We next performed Spearman correlation analyses to identify any correlation of urine miRNA levels with clinical and biochemical parameters (Supplementary Table S2). Since any published work available to date on urinary miRNA has been performed in the setting of renal pathology, we analyzed any potential correlation of miR-224 and miR-103 levels with indices of renal disease. The median eGFR was >60 mL/min/1.73 m2 in all groups signifying the absence of overt renal disease. Likewise, the median ACR values in all patients studied did not reveal microalbuminuria or overt albuminuria. The miR-224 and miR-103 levels in HNF1A-MODY mutation carriers, T1DM or T2DM did not correlate with the renal indices; ACR or eGFR (Figure 4). In addition, there was no correlation detected between miR-224 and miR-103 and urinary osmolality (miR-224; ρ = 0.04, p = 0.6 and miR-103; ρ = −0.002, p = 0.9). Serum and urine miRNA analysis performed in matched cohort samples, using identical miRNA quantification methods revealed a significant correlation between serum and urine miRNA levels (miR-224: ρ = 0.55, p ≤ 0.01 and miR-103: ρ = 0.38, p = 0.01). Figure 5 demonstrates the statistically significant association between serum and urine for miR-224 in a cohort of HNF1A-MODY mutation carriers and normal controls.
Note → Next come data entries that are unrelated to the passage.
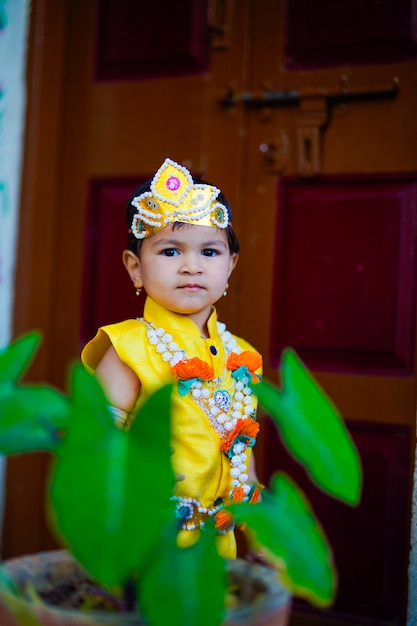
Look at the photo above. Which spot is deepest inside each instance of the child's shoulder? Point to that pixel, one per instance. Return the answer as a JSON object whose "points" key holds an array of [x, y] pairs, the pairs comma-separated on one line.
{"points": [[244, 345], [118, 335]]}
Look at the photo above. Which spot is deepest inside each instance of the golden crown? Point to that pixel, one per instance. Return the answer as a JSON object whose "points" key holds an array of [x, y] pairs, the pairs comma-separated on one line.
{"points": [[174, 197]]}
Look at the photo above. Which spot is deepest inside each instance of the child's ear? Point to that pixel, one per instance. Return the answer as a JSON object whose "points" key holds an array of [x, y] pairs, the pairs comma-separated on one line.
{"points": [[233, 260], [132, 264]]}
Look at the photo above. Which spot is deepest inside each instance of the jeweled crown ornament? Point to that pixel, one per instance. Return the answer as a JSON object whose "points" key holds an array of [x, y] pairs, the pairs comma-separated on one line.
{"points": [[174, 197]]}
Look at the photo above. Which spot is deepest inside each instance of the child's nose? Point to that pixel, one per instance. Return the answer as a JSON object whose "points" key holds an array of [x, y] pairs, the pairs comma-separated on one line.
{"points": [[191, 264]]}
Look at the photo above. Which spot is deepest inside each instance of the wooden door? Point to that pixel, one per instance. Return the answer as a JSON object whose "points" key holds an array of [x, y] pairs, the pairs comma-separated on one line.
{"points": [[330, 260], [321, 173]]}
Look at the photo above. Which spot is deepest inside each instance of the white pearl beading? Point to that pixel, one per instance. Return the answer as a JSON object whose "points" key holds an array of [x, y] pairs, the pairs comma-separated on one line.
{"points": [[204, 393]]}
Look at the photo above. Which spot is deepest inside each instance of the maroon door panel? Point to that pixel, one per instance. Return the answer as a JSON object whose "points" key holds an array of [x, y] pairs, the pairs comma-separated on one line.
{"points": [[326, 33], [108, 294], [344, 279], [142, 39], [370, 542]]}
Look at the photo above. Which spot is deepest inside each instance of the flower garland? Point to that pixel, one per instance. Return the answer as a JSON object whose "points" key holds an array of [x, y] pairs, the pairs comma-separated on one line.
{"points": [[227, 402]]}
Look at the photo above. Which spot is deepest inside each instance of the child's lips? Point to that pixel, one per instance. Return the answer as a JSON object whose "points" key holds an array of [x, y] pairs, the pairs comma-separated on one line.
{"points": [[191, 287]]}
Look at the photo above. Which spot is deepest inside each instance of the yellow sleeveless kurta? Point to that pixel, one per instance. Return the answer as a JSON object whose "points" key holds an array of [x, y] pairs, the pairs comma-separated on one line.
{"points": [[197, 455]]}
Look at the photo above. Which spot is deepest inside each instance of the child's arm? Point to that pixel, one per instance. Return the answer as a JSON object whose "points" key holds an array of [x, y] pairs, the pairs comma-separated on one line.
{"points": [[121, 384]]}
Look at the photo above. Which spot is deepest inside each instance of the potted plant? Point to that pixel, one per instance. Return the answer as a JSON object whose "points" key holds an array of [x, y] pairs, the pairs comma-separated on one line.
{"points": [[108, 500]]}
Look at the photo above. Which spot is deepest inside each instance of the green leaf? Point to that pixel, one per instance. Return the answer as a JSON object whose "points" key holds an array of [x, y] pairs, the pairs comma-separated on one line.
{"points": [[110, 486], [32, 418], [16, 357], [312, 430], [284, 524], [184, 586]]}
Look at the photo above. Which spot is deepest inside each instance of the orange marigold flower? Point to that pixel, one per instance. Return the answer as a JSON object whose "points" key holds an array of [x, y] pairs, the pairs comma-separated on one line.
{"points": [[256, 495], [252, 360], [244, 427], [224, 520], [238, 494], [193, 368]]}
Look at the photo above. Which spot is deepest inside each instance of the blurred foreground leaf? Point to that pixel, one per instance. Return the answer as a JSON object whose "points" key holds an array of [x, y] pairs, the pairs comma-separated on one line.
{"points": [[16, 357], [285, 525], [313, 430], [105, 504], [32, 417], [184, 586]]}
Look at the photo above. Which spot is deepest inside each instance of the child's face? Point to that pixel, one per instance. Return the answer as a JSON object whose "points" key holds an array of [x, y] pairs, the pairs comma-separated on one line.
{"points": [[186, 269]]}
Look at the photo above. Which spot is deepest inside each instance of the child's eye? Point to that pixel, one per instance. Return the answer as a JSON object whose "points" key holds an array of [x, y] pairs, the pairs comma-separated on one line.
{"points": [[210, 252], [170, 252]]}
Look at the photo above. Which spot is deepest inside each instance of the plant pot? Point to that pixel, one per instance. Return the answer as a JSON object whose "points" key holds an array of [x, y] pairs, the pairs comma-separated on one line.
{"points": [[263, 603]]}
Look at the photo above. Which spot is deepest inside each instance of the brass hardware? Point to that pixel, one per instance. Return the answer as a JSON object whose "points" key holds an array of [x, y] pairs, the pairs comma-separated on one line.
{"points": [[342, 93], [311, 117], [276, 151]]}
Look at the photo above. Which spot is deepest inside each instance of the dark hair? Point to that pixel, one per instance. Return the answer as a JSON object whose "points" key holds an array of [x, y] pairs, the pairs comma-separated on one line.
{"points": [[135, 245]]}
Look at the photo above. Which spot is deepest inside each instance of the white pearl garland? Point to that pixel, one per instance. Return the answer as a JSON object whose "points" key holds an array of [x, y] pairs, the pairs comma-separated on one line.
{"points": [[223, 421]]}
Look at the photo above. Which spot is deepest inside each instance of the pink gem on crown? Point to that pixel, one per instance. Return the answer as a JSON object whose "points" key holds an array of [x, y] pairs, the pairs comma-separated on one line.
{"points": [[173, 183]]}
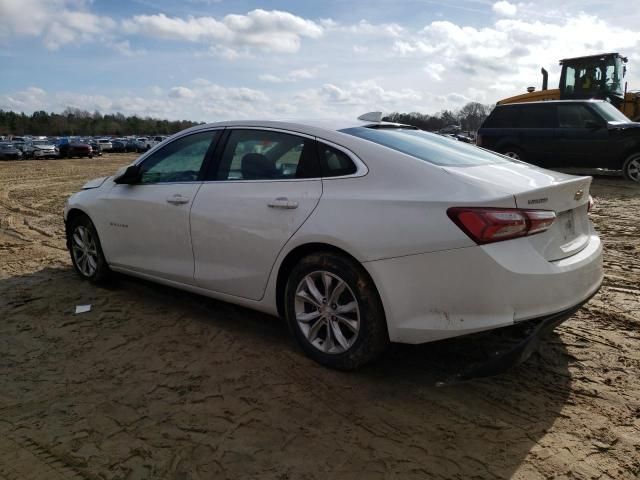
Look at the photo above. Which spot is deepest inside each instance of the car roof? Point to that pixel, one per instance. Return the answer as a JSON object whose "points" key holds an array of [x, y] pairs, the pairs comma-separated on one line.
{"points": [[547, 102], [326, 124]]}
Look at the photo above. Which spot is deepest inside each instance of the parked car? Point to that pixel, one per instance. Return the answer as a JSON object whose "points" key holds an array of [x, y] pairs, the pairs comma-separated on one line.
{"points": [[19, 144], [357, 232], [153, 141], [75, 149], [95, 147], [105, 144], [41, 149], [9, 152], [119, 145], [132, 145], [568, 133], [141, 143]]}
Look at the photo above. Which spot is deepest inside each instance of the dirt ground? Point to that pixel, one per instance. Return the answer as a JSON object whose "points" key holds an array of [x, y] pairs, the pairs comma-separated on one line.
{"points": [[158, 383]]}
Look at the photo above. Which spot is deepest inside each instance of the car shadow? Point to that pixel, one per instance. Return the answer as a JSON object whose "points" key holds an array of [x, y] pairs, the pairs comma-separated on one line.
{"points": [[389, 418]]}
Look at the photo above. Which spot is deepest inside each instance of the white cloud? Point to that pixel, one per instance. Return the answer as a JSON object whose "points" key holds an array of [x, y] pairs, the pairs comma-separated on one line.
{"points": [[270, 31], [58, 22], [504, 58], [505, 9], [363, 27], [181, 92], [291, 76], [28, 100]]}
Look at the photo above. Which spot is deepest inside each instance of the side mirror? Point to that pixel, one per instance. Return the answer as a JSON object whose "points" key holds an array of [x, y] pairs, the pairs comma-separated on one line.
{"points": [[131, 176]]}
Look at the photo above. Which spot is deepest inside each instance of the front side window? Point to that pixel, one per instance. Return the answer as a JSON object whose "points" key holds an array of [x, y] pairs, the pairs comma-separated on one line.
{"points": [[179, 161], [267, 155]]}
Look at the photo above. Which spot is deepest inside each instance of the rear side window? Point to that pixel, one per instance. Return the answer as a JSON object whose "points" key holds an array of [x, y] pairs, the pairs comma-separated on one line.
{"points": [[333, 162], [267, 155], [536, 116], [502, 117], [428, 147], [575, 116]]}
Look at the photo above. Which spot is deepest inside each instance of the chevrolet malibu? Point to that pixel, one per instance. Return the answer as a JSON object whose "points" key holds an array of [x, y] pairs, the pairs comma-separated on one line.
{"points": [[359, 233]]}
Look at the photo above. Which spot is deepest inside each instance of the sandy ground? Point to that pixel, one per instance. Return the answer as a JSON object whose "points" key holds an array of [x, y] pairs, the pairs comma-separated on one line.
{"points": [[158, 383]]}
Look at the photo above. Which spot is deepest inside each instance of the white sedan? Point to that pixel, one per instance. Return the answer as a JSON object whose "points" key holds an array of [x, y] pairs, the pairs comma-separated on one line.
{"points": [[359, 233]]}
Figure 4. Correlation of miR-224 and miR-103 with renal indices; eGFR/ACR. Linear regression analysis indicates no statistically significant association of miR-224/-103 with GFR/ACR in the HNF1A-MODY mutation carrier, T1DM, T2DM and normal control groups; n.s. not significant.
Figure 4. Correlation of miR-224 and miR-103 with renal indices; eGFR/ACR. Linear regression analysis indicates no statistically significant association of miR-224/-103 with GFR/ACR in the HNF1A-MODY mutation carrier, T1DM, T2DM and normal control groups; n.s. not significant.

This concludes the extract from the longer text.